Começamos esta série pelos primeiros anos do novo século, marcado pelas mudanças absorvidas a partir dos anos 90 no quesito samba-enredo, pela relação com o público e pela novidades que faziam o carnaval evoluir.
O Fim da Hegemonia Gresilense e o Início da Era Nilopolitana
O início do século 21 começou com a manutenção da hegemonia da Imperatriz Leopoldinense, que vinha de dois campeonatos consecutivos em 1999 e 2000, alcançou o tri com seus desfiles tipicamente técnicos, frios, mas corretos. Mesmo que procurassem, era difícil encontrar falhas na escola. O estilo de enredos mais curiosos e pouco conhecidos trazidos pela carnavalesca Rosa Magalhães, comissões de frente super criativas do coreografo Fábio de Mello, a qualidade da bateria e a competência do casal de mestre-sala e porta-bandeira Chiquinho e Maria Helena, são alguns dos fatores que levavam a escola de Ramos a esse patamar na virada do século e conquistar títulos. Na Pista.
Nesse mesmo período, a Beija-Flor de Nilópolis amargou seguidos quatro vice-campeonatos, com destaque para a doída derrota de 2001 para os corações nilopolitanos. A sofrida saga de Agotime, rainha de Daomé (atual Benin) que foi acusada de feitiçaria, trazida ao Brasil para ser escravizada e depois fundaria a Casa das Minas no Maranhão, rendeu um dos melhores desfiles da história da Beija-Flor e com um dos melhores sambas-enredos da história do carnaval. Mas por causa de problemas no terceiro carro, a escola perdeu pontos em alegorias, os únicos perdidos pela escola. Mesmo com alguns problemas, a Imperatriz gabaritou em TODOS os quesitos.
Porém, a partir de 2003, o jogo começou a virar. A Imperatriz parou de ganhar e a Beija-Flor transformou a qualidade do trabalho da comissão de carnaval chefiada pelo Laíla em título. Mesmo que os primeiros títulos também sejam muito criticados, como o de 2003 (“Saco Vazio Não Pára em Pé…”) que mais parecia um filme de terror, com tantas representações de monstros para falar sobre a miséria. Com um enredo de desenvolvimento confuso e alegorias com problemas visíveis, mesmo assim, a Beija-Flor levou o caneco.
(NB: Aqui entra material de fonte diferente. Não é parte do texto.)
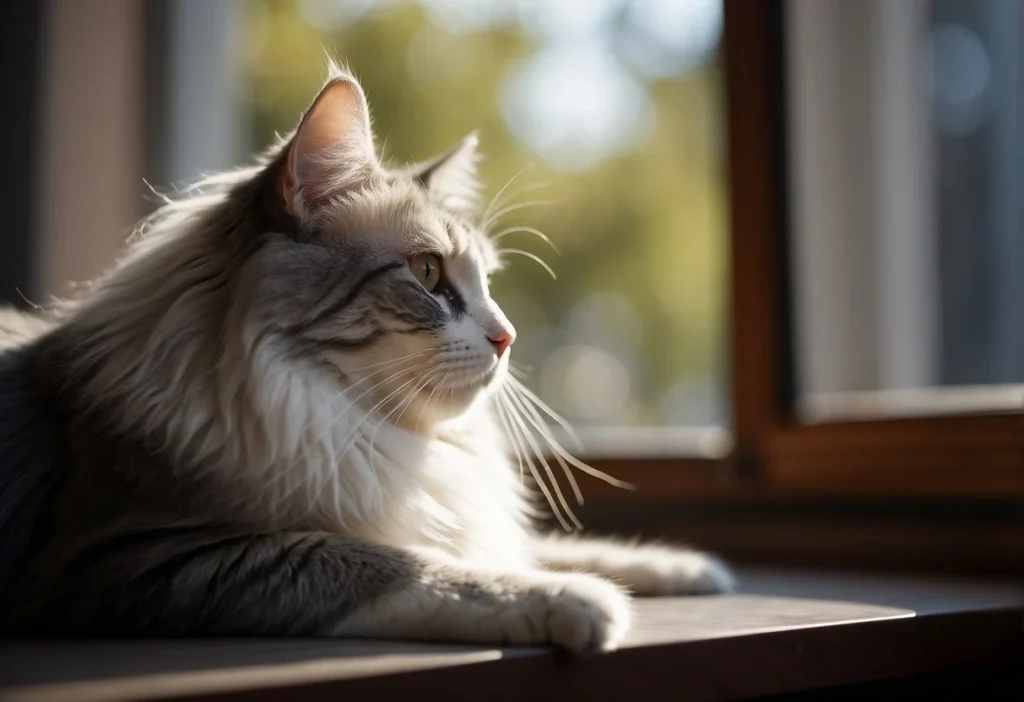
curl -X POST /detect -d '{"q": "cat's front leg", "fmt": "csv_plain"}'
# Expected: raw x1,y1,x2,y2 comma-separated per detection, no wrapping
534,535,735,597
334,554,631,653
18,526,630,652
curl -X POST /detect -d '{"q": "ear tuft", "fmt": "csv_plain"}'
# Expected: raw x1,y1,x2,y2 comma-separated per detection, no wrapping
279,65,377,220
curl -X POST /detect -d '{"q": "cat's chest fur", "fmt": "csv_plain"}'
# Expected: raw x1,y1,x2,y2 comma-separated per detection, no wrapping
237,370,529,568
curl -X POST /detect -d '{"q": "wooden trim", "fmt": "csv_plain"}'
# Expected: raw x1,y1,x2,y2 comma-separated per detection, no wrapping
712,0,1024,505
723,0,793,473
765,413,1024,497
580,489,1024,578
0,0,47,306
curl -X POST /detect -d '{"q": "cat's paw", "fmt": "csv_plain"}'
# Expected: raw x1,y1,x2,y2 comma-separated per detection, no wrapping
616,546,736,597
548,575,632,653
504,573,632,654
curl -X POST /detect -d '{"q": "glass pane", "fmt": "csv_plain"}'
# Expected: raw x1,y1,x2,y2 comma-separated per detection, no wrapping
790,0,1024,413
238,0,726,427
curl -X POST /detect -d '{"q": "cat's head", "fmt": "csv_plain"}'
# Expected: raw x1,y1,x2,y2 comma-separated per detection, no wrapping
247,67,516,425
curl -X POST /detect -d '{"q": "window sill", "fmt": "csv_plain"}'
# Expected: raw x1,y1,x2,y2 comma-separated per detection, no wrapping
0,571,1024,702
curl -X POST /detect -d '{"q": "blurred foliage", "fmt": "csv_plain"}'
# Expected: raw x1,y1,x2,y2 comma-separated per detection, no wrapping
242,0,727,425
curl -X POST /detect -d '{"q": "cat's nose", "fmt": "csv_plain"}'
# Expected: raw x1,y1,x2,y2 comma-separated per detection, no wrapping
487,330,515,358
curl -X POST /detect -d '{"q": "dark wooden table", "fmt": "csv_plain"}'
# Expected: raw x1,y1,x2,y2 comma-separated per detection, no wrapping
0,571,1024,702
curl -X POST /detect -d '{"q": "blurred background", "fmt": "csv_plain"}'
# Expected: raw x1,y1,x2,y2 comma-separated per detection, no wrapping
0,0,1024,442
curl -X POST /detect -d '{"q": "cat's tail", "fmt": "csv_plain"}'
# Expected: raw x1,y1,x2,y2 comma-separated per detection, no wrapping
0,345,60,628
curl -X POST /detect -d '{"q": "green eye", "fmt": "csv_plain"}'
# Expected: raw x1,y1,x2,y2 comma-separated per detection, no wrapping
409,254,441,293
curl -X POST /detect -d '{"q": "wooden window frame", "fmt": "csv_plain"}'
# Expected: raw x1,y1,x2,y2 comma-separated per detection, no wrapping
585,0,1024,573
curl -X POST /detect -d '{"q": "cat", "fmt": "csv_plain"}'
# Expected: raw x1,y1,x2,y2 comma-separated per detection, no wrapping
0,63,733,653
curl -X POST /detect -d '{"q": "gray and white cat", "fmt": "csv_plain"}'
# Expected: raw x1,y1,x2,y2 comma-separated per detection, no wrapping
0,65,732,652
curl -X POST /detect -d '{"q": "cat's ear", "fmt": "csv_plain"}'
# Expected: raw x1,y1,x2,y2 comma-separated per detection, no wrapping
278,63,377,214
413,132,480,212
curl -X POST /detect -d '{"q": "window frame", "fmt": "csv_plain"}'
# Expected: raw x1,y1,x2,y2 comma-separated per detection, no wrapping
588,0,1024,573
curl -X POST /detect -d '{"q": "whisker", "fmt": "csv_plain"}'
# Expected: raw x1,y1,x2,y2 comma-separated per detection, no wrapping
509,378,583,451
480,200,558,231
490,226,562,256
480,164,534,222
509,392,584,506
503,378,637,490
499,386,583,529
498,249,558,280
499,395,572,531
495,397,526,484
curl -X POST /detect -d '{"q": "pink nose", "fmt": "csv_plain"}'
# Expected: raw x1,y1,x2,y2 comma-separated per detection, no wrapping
487,330,515,358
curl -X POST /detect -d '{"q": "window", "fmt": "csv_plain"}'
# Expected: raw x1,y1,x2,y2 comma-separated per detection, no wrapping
787,0,1024,419
14,0,1024,572
151,0,727,452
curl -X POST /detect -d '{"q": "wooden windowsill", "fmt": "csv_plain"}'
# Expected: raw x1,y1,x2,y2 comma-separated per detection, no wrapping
0,571,1024,702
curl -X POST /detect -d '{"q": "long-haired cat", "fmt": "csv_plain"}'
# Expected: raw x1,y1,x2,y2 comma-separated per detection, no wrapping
0,65,731,652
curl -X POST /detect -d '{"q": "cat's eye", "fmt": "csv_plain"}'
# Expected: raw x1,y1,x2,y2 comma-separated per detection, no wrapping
409,254,441,293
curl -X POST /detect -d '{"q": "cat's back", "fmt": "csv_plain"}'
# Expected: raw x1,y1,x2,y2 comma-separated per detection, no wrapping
0,325,60,612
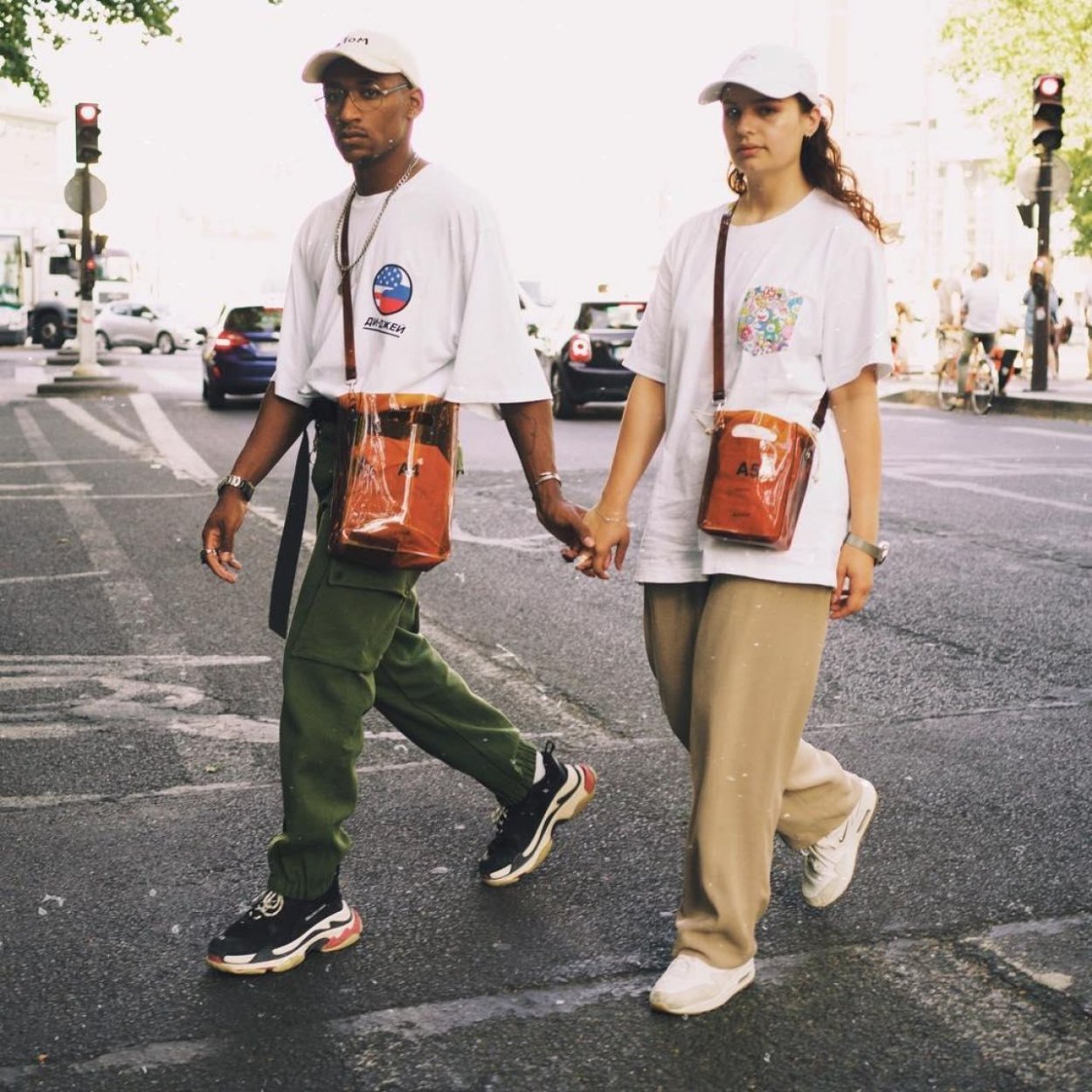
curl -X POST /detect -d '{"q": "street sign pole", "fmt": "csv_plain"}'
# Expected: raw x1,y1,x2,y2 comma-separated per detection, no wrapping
1031,148,1054,391
73,164,106,379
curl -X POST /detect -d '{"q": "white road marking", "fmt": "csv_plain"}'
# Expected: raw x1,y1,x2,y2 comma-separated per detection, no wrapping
0,487,209,500
16,408,183,653
0,459,128,471
883,467,1092,512
0,652,270,677
129,392,219,485
1001,425,1092,444
0,481,93,497
0,569,109,584
46,398,149,454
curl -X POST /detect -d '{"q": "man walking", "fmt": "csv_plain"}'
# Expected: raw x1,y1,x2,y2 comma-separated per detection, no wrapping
957,262,1001,397
201,31,595,974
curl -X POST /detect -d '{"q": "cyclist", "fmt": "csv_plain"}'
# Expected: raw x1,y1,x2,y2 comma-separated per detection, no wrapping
956,262,1001,397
Assim, como em 2004, mesmo com alegorias e fantasias se despencando pela pista graças a forte chuva que estava caindo, não impediram da escola ser campeã novamente. É só lembrar que a Beija-Flor ganhou a fama de “Ayrton Senna do Samba”, pois seus componentes parece que desfilam melhor debaixo de temporal (como ocorreu em 1986).
O Isolado Título Verde-Rosa
Entre os campeonatos de Imperatriz e Beija-Flor, a Mangueira se sagrou campeã em 2002 com “Brazil com Z é pra Cabra da Peste, Brasil com S é a Nação do Nordeste” que fora muito bem desenvolvido pelo carnavalesco Max Lopes, o “Mago das Cores”, que havia retornado à escola no ano anterior e mostrou que além de técnica, luxo e um enredo coerente, uma escola campeã precisa emocionar ao público. E emoção não faltou para a Mangueira na apuração. Numa disputa ferrenha com a Beija-Flor, a Verde-Rosa precisava levar um 9.9 para ser campeã. E essa foi justamente a última nota da escola, que ficou a um décimo da rival de Nilópolis. Porém, após 2002, a escola passou por um longo período fazendo grandes desfiles, sem ser campeã. Ficando com o vice de 2003 e um terceiro lugar em 2004, fazendo desfiles de muito luxo e grandiosidade e criatividade nas comissões de frente de Carlinhos de Jesus.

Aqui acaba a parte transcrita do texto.